Não ficou nada. Depois da queima de conventos de maio de 1931, em Málaga, tudo desapareceu. “Perdeu-Se o Senhor dos Passos finais de 1.600 Miguel Alfaro”, relata João José Lupiáñez, irmão da Irmandade do Orvalho. Em redor daquela imagem nasceu a confraria em 1706. O fogo destruiu tudo. A primeira imagem da Virgem do Rocío de Pio Mollar, que saiu no mesmo ano, pela primeira vez, em procissão, também sucumbiu à chamas. Sob o comando de Sánchez Pérez, o irmão mais velho entre 1929 e 1947, reconstrói-se a Igreja e a confraria encarrega de novos titulares.
Pouco a insuficiente, os irmãos vão repondo tudo, no entanto em 1936, o fogo volta a São Lázaro e tudo volta a perder-se, menos a imagem da Virgem. Alguns devotos salvaram a Maria Santíssima e do Orvalho. A cortaram pela metade e a esconderam. “Há duas histórias. Uma diz que a levam a estrada do Porto e a tapian em um armário.

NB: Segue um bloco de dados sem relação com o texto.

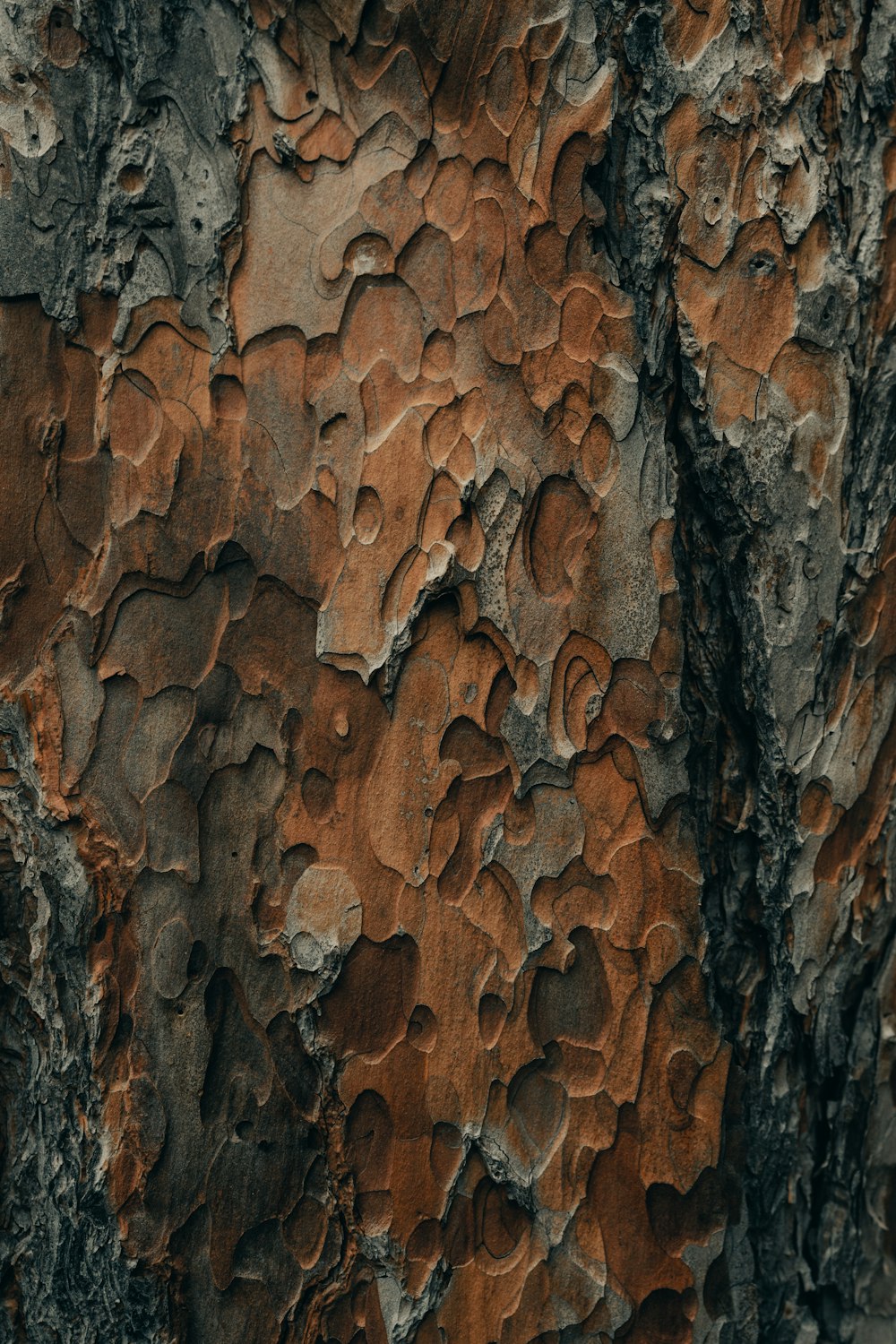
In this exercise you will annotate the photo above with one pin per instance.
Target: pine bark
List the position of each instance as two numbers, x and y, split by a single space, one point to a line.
447 550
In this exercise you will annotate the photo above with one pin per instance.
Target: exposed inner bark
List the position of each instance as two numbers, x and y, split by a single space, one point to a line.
447 671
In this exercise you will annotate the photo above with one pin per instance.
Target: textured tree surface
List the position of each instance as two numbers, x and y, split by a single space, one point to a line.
447 655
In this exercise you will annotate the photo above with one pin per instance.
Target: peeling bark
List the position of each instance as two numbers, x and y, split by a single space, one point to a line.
447 671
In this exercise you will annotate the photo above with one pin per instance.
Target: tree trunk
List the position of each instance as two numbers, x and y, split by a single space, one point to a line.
447 672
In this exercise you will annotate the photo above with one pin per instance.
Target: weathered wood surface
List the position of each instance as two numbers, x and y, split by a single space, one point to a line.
446 578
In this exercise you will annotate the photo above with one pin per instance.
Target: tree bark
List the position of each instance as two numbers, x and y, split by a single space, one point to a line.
449 704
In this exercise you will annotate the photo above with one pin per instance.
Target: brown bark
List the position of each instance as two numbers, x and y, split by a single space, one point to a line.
447 672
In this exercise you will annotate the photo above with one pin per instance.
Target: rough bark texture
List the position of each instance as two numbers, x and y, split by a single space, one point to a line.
446 574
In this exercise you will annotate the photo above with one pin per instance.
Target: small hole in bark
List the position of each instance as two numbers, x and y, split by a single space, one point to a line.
762 263
132 179
198 960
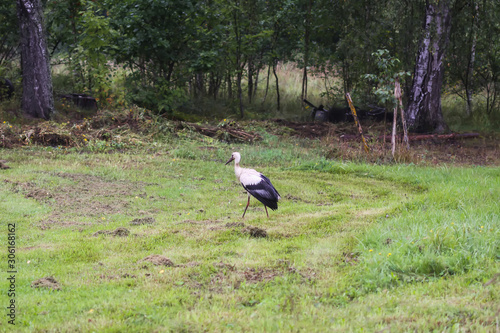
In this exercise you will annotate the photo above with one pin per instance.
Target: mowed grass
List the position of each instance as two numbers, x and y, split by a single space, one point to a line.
352 247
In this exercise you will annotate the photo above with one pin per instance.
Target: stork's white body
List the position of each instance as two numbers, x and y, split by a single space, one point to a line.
255 184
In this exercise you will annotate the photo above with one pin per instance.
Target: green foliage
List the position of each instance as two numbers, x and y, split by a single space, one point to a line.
389 72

A outra que se enterra O Pau em jardins”, lembra Lupiáñez. Foi em 1940, no momento em que se introduzem as duas partes com o ferro, que não desapareceriam, até a restauração de 1993. Após a luta, continua a não existir nada. Sánchez Pérez reconstrói a confraria e a igreja pela segunda vez.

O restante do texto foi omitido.